As regards the relation of Electricity & Magnetism in the Aurora there are some observations which if they could be made surely would be of the utmost importance to a true theory. The Aurora affects the Magnet - but how does it affect it? When the needle end goes west is it not rather suddenly? and is that always as the beams mount? Is the first effect on the needle always in the same direction the return effect being merely cessation & is that first effect always in the same direction? that point is I think very important. Or if it be always in the same direction in a station of low latitude is it sometimes the other way in a station of high latitude? or is it at such a station sometimes one way & sometimes the other.

Then in the Southern hemisphere what is the direction of motion & how does it correspond to the movements of the north?
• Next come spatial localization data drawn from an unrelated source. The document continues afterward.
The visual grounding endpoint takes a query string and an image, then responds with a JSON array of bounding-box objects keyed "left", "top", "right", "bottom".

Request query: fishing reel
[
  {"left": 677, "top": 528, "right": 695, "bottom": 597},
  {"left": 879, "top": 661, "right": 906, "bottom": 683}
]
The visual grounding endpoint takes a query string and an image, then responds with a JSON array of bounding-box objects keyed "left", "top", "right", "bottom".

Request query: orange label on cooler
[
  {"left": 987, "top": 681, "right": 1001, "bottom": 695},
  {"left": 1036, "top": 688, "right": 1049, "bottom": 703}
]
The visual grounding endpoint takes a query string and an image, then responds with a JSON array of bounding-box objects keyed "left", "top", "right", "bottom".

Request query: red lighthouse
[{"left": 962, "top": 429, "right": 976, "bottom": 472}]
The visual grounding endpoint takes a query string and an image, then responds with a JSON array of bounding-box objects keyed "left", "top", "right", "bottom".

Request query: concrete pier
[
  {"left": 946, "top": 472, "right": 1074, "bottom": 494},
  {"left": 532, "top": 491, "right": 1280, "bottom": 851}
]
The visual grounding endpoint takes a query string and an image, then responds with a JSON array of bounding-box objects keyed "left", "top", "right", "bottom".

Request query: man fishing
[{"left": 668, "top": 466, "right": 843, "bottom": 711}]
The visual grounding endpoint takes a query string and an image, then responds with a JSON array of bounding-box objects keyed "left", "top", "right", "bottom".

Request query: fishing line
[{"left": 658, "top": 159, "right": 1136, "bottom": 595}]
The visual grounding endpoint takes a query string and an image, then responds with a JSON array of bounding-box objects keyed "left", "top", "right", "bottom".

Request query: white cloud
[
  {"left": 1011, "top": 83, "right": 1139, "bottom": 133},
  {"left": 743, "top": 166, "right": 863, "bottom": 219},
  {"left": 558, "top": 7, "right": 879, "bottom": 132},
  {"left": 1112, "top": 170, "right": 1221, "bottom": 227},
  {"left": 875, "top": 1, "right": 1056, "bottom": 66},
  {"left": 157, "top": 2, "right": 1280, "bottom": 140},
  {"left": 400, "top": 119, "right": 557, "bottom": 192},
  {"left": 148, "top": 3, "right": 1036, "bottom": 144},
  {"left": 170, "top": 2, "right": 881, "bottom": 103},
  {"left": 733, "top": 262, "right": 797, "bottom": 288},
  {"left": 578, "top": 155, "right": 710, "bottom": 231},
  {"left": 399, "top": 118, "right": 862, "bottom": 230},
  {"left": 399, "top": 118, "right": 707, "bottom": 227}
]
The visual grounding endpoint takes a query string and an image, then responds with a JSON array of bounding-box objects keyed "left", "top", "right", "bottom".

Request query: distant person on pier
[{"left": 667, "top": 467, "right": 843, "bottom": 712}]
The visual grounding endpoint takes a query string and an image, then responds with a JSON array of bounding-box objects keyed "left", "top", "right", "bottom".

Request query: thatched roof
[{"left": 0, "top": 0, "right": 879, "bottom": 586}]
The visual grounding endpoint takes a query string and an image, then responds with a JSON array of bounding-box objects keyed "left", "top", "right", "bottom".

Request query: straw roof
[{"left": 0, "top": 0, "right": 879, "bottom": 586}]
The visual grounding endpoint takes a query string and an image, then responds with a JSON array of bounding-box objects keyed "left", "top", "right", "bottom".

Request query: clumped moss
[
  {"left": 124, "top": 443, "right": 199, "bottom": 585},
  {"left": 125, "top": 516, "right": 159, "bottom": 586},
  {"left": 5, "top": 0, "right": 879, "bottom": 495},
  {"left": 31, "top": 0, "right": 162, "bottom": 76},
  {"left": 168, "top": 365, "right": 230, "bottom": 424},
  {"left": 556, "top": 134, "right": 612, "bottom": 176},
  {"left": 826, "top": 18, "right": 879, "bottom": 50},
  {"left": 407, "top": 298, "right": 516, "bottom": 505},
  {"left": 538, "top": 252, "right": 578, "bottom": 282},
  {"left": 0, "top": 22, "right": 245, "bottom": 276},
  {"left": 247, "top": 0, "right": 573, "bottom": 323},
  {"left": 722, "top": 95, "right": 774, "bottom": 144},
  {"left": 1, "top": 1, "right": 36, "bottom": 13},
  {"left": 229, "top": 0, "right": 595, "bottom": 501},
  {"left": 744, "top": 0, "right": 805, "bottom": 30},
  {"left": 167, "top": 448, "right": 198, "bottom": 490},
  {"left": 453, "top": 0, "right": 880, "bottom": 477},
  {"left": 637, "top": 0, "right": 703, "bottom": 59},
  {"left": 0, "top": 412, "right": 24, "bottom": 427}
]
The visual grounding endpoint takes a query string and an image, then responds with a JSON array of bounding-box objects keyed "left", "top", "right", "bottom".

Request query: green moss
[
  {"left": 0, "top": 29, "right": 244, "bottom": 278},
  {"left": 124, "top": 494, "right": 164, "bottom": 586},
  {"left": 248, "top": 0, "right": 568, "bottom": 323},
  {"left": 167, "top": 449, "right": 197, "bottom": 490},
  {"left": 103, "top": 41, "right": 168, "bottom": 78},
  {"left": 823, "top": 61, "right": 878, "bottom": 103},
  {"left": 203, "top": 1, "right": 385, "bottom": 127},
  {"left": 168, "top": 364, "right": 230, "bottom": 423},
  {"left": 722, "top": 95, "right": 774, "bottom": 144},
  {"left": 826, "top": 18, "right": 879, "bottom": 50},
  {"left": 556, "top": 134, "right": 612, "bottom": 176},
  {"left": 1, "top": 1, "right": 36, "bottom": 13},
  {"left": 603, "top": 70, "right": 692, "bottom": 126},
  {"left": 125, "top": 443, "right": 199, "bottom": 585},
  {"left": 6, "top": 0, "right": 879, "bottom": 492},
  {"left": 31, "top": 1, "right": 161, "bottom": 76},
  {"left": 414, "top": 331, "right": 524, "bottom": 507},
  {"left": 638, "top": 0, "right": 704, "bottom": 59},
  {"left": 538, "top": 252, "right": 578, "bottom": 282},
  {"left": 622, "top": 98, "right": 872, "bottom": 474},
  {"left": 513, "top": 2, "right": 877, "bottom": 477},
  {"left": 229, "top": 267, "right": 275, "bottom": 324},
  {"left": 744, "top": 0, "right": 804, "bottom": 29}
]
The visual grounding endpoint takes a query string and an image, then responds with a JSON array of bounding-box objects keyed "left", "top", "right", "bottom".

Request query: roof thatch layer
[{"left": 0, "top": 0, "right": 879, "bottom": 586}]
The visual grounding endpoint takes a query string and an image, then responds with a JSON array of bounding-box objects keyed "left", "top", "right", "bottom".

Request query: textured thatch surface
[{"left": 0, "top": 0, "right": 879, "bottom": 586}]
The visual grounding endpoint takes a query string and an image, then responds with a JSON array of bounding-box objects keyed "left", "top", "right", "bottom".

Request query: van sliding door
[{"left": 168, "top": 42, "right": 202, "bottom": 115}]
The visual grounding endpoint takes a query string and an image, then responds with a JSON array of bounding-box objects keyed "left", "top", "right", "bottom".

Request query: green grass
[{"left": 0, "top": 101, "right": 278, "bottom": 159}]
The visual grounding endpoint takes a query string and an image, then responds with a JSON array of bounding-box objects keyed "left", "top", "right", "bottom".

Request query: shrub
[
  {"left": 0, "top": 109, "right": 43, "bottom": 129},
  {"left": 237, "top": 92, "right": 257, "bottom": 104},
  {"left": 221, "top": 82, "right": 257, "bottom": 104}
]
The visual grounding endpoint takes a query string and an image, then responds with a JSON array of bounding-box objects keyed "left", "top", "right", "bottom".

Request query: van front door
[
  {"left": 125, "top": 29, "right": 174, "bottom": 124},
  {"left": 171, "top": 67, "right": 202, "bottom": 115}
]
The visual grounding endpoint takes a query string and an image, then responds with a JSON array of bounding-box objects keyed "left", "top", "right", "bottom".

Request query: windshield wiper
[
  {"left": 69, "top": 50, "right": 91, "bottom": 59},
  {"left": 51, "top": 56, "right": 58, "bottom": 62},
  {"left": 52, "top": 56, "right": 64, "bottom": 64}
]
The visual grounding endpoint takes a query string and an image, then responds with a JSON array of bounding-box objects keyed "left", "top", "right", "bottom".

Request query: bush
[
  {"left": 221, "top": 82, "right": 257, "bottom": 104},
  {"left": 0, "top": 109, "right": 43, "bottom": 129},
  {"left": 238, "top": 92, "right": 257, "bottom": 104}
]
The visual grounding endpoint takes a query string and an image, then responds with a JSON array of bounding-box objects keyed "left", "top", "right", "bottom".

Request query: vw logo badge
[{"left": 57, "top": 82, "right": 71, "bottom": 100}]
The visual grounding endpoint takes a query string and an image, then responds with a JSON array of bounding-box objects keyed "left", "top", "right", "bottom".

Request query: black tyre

Does the S end there agree with the N end in the north or the contrary?

Do your two kinds of Aurora the Arch & beam both affect the needle & both in the same direction?

Oh that we could know a little more about the Aurora & the magnetic needle. Really it is the free needle that we ought to interrogate for the inclination might tell us even more than the declination what is going on if we could obtain it. But it must be a very difficult matter to obtain such indications freely & above all to separate them from other sources of local action some of which though not auroral may be dependant on aurora action[.]

See what outpouring I have given you. If we were together we would have a long talk about the physics of the Aurora borealis[.]

Kindest remembrance to Miss Phillips2 from Yours Ever (& wife) | M. Faraday

Ann Phillips (1803-1862, Private communication from Jack Morrell). She kept house for John Phillips from 1829.